Ärztin in futuristischer KI-Umgebung
Ärztin in futuristischer KI-Umgebung: Bleiben Arbeitgeber konkurrenzfähig, wenn sie keine Anwendungen mit KI einsetzen? (Foto: © Olegdudko/123rf.com)

Eine neue Studie beleuchtet, in welchen Branchen der Einsatz von Künstliche Intelligenz-Technologien bereits weit verbreitet ist und wo die größten Bedenken seitens der Mitarbeiter bestehen.

Im Gesundheitswesen fürchten die Mitarbeiter aufgrund der von Ihnen geforderten Fähigkeiten kaum, dass sie durch den vermehrten Einsatz von Künstliche Intelligenz-Technologien in den nächsten zehn Jahren ihren Job verlieren. Konkret gehen nur sieben Prozent der Beschäftigten davon aus, dass KI ihren Arbeitsplatz in den nächsten 10 Jahren gefährden oder gar einnehmen wird.

Allerdings äußern sich die Mitarbeiter im Gesundheitswesen dabei größtenteils zu einer rein theoretischen Annahme, denn in den Bereichen Bildung (Anteil: 4 %) und Gesundheitswesen (Anteil: 5 %) werden KI-Technologien bisher kaum eingesetzt. Über 65 Prozent der Mitarbeiter in diesen Branchen sind der Meinung, dass ihre Arbeitgeber konkurrenzfähig bleiben, auch wenn sie keine Anwendungen mit KI oder Bots einsetzen.

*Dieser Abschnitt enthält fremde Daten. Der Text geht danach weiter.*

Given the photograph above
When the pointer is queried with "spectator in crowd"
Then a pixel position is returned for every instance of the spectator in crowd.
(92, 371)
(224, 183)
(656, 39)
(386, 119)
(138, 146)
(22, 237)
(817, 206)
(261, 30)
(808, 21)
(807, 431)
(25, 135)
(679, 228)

In anderen Branchen herrscht indes Bewegung und bisweilen Unruhe: So arbeiten der Umfrage zufolge heute ein Drittel der Mitarbeiter im Personalwesen mit KI-basierten Lösungen. Gemeinsam mit dem Marketing ist das Personalwesen der Bereich, in dem KI bereits am häufigsten eingesetzt wird. Gleichzeitig gehen 70 Prozent der Mitarbeiter im Human Ressources-Bereich davon aus, dass sie die Fähigkeiten besitzen, um mit KI-Anwendungen arbeiten zu können.

Angst vor Arbeitsplatzabbau

Arbeitnehmer in der Gastronomie (38 Prozent), im Bereich Human Resources (35 Prozent) und in der Fertigung (34 Prozent) stehen neuen Technologien wie der künstlichen Intelligenz (KI) insgesamt kritisch gegenüber: Im Vergleich zu den anderen Berufsgruppen fürchten sie deutlich häufiger den Abbau von Arbeitsplätzen und den Wegfall einfacher Tätigkeiten. Die Mehrheit der Beschäftigten in Deutschland – nämlich 80 Prozent – sehen ihre Arbeitsplätze dagegen durch KI nicht gefährdet.

An der vom Unternehmen Genesys beauftragen Online-Studie nahmen in Deutschland im April 2019 insgesamt 801 Erwachsene teil. Die Befragten wurden gleichmäßig in drei Altersgruppen eingeteilt: 18-38, 39-54, 55-57 Jahre. 46 Prozent der Teilnehmer waren Frauen, 54 Prozent Männer. Etwas mehr als 78 Prozent der Befragten gaben an, Vollzeit zu arbeiten, 22 Prozent Teilzeit. Die Teilnehmer gehörten Unternehmen sieben unterschiedlicher Größen an; insgesamt arbeiteten 24 Prozent der Teilnehmer in Unternehmen mit weniger als 250 Mitarbeitern.

„Mehr Produktivität und einem attraktiveren Arbeitsumfeld“

„Obwohl KI fest am Arbeitsplatz angekommen ist, bedeutet das nicht, dass Menschen nicht mehr benötigt werden. Allerdings werden sich einige Arbeitsplätze sehr verändern“, meint Genesys-Deutschlandchef Heinrich Welter. „Zwar stehen für 80 Prozent der deutschen Mitarbeiter die Vorteile von KI & Co. im Vordergrund, dennoch sehen viele ihre Branche auch vor großen Umbrüchen. Daher muss jedes Unternehmen, das KI einführen möchte, sicherstellen, dass Mensch und Technik zusammenarbeiten. Strategisch und im Einklang mit den Interessen der Belegschaft eingesetzt, führt KI zu mehr Produktivität und einem attraktiveren Arbeitsumfeld.“ Genesys ist ein US-amerikanisches IT-Unternehmen, das Customer-Experience- und Contact-Center-Lösungen an mittelgroße und große Unternehmen liefert. Der Software-Spezialist hat seinen Hauptsitz in Dale City (Kalifornien) und erwirtschaftet rund zwei Milliarden US-Dollar Jahresumsatz.